De un modo parecido a como hacía la más que estimable Noche de bodas (Tyler GillettMatt Bettinelli-Olpin, 2019), que criticaba en clave de humor y terror los excesos de los ricos en una suerte de fábula sociopolítica, contraponiéndolos con la sencillez del elemento externo, en Swallow el centro está localizado en los abusos de poder —que emanan del vigor económico y la masculinidad más tóxica— y en cómo, en lugar de promover una llamada a las armas y liarse a tiros con todo el personal al estilo de Samara Weaving, motiva una reacción mucho menos visual pero más cruda. Repleta de pequeños actos de violencia psicológica doméstica, anulantes hasta lo grotesco, teoriza sobre las consecuencias del trauma y en cómo repercute directamente en la persona. De este modo, Hunter —que en un cruel juego de palabras, significa «cazadora», algo que el director usará tanto metafórica como explícitamente en más de una ocasión— se nos describe como una mujer atada a un sentimiento de culpa muy fuerte relacionado con un acto sobre el que ella no tuvo el control —el fustigamiento por lo incontrolado— que, de un modo instintivo y del mismo modo que ocurre con infinidad de mujeres maltratadas, perpetúan de un modo inconsciente la espiral de dolor y sufrimiento al sentir, en la profundidad de su subconsciente, que es lo máximo a lo que pueden aspirar mediante la consecución última de la indefensión aprendida de Seligman —a grandes rasgos y sin entrar en tecnicismos, una condición psicológica que se da en aquellas personas a las que les han arrebatado el control sobre sus mecanismos de defensa mediante la humillación y la vejación continuada, hasta el punto de que acaban renunciando a la lucha, como un animal maltratado—.

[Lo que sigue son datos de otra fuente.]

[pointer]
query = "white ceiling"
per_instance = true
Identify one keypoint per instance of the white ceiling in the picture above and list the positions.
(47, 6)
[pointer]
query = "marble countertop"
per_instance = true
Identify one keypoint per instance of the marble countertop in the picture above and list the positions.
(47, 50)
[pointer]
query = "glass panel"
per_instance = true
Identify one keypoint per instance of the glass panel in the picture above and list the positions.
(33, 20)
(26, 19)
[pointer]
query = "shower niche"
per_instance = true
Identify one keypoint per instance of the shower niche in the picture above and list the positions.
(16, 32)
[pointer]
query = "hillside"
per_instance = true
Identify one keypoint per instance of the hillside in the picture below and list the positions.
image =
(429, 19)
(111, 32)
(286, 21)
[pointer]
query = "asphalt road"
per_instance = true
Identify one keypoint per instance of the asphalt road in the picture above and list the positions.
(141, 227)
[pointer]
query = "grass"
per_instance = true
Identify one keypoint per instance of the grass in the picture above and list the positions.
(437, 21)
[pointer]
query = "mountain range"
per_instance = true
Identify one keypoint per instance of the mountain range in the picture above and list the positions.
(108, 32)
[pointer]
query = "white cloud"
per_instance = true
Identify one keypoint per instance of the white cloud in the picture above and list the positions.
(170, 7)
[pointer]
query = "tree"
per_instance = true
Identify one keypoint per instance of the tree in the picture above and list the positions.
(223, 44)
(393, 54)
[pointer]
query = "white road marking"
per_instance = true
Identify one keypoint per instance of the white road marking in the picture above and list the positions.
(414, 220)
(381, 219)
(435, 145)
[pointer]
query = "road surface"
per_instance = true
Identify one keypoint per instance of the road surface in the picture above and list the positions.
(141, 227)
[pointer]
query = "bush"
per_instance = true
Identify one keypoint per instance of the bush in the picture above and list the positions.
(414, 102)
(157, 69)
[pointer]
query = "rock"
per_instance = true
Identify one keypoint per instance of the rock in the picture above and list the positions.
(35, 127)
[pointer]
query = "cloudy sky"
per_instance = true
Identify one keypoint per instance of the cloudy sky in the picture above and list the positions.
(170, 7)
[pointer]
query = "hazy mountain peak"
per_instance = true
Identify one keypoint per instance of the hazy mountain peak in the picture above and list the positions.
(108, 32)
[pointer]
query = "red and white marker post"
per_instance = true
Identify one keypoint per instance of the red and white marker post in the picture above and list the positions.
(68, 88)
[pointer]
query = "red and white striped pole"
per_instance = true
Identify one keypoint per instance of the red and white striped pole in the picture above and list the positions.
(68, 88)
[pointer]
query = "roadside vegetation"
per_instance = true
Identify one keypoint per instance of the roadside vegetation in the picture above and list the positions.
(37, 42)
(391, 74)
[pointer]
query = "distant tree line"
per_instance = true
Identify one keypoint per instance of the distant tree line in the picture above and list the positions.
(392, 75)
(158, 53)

Como si de un estudio de personaje se tratara, Haley Bennett da vida a Hunter de un modo doloroso y descarnado, inspirando un respeto instantáneo por la película y su controvertida temática.

Haley Bennett destaca por encima de todo el reparto en una interpretación descomunal, descarnada, que introduce un amplio abanico de pequeños gestos y movimientos, de inflexiones de voz y estilo comunicativo que componen un personaje complejo del que quieres saber más y más a cada minuto que pasa. Su representación del trastorno de alimentación que padece, así como de las respuestas físicas que se extraen de él rozan lo documental: la imperceptible sonrisa de satisfacción y alivio al ingerir un objeto nuevo, los movimientos de sus manos al hablar con aquellos que la controlan, su dicción atropellada y estereotipada que bien podría haber culminado con una amplia retahíla de premios y nadie se habría extrañado. Como si de un estudio de personaje se tratara, da vida a Hunter de un modo doloroso y descarnado, inspirando un respeto instantáneo por la película y su controvertida temática. Su pasado, que será a su vez el principal punto de ancla con su presente desarraigado y deshumanizador, ofrece una conexión directa con el momento de su concepción y su trastorno de la alimentación, como tantas veces ocurre en la vida real, al ser ella fruto de un acto de estomagante violencia —narrado con una elegancia y un recurso estilístico que motiva ante todo sentirse parte del relato— que, inconscientemente, ha creado un enlace no deseado entre ella y el origen: al ir a buscar la redención al lugar menos indicado, cansada ya de tragar —el título, el trastorno, el concepto, todo entrelazado—, entendemos por fin que la culpa venía de atrás y se retroalimentaba. Una vez alcanzado el final del viaje, y en un largo plano de simple belleza, podremos sentir que pese a la huida, nada como la sencillez de aquello que a veces damos por sentado.